74 (1988). “Revised Code 3109.04 governs court awards of parental rights and

responsibilities, as well as the modification of shared parenting agreements.”

Ralston v. Ralston, 3d Dist. No. 9-08-30, 2009-Ohio-679, ¶ 16. This Court has

previously determined that R.C. 3109.04(E)(2)(b) applies when the domestic

relations court modifies the designation of a residential parent for school purposes,

but otherwise maintains both parents as residential parents with the same parental

rights and responsibilities. Id. at ¶ 17. R.C. 3109.04(E)(2)(b) provides:

-4- Case No. 14-11-23

The court may modify the terms of the plan for shared parenting

approved by the court and incorporated by it into the shared

parenting decree upon its own motion at any time if the court

determines that the modifications are in the best interest of the

children or upon the request of one or both of the parents under the

decree.
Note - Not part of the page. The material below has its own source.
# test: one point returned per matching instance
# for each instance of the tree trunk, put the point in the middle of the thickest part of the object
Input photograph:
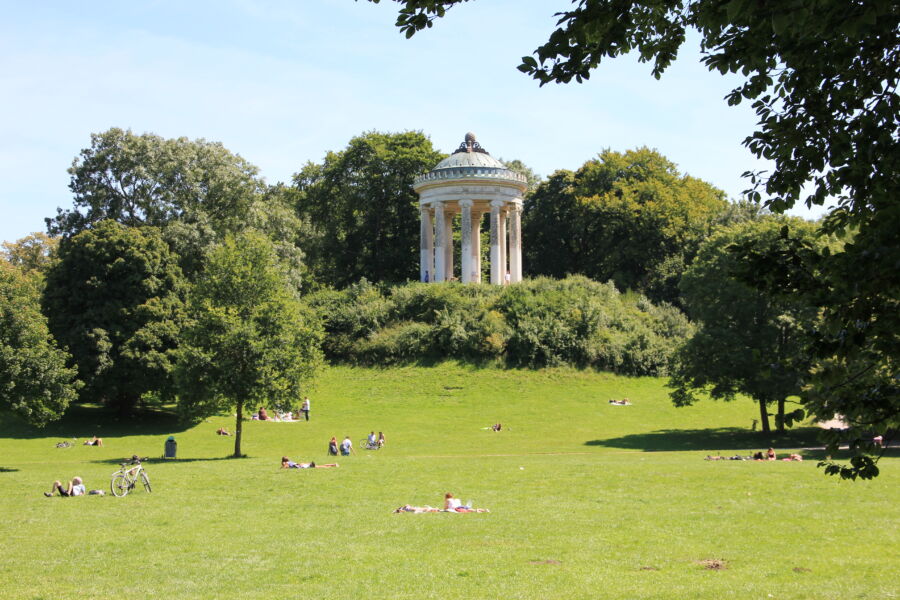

Modifications under this division may be made at any time.

The court shall not make any modification to the plan under this

division, unless the modification is in the best interest of the

children.

When determining the child’s best interest, the domestic relations court should

also consider the factors included in R.C. 3901.04(F)(1), which include:

(a) The wishes of the child’s parents regarding the child’s care;

(b) If the court has interviewed the child in chambers pursuant to

(B) of this section regarding the child’s wishes and concerns as to

the allocation of parental rights and responsibilities concerning the

child, the wishes, and concerns of the child, as expressed to the

court;

(c) The child’s interaction and interrelationship with the child’s

parents, siblings, and any other person who may significantly affect

the child’s best interest;

-5- Case No. 14-11-23

(d) The child’s adjustment to the child’s home, school, and

community;

(e) The mental and physical health of all persons involved in the

situation;

(f) The parent more likely to honor and facilitate court-approved

parenting time rights or visitation and companionship rights;

(g) Whether either parent has failed to make all child support

payments, including all arrearages, that are required of that parent

pursuant to a child support order under which that parent is an

obligor;

(h) Whether either parent or any member of the household of either

parent previously has been convicted of or pleaded guilty to any

criminal offense involving an act that resulted in a child being an

abused or a neglected child * * *;

(i) Whether the residential parent or one of the parents subject to a

shared parenting decree has continuously and willfully denied the

other parent’s right to parenting time in accordance with an order of

the court;

(j) Whether either parent has established a residence, or is

planning to establish a residence, outside this state.

-6- Case No. 14-11-23

{¶9} This Court reviews a domestic relations court’s decision regarding

parental rights for an abuse of discretion. Ralston at ¶ 13, citing Davis v.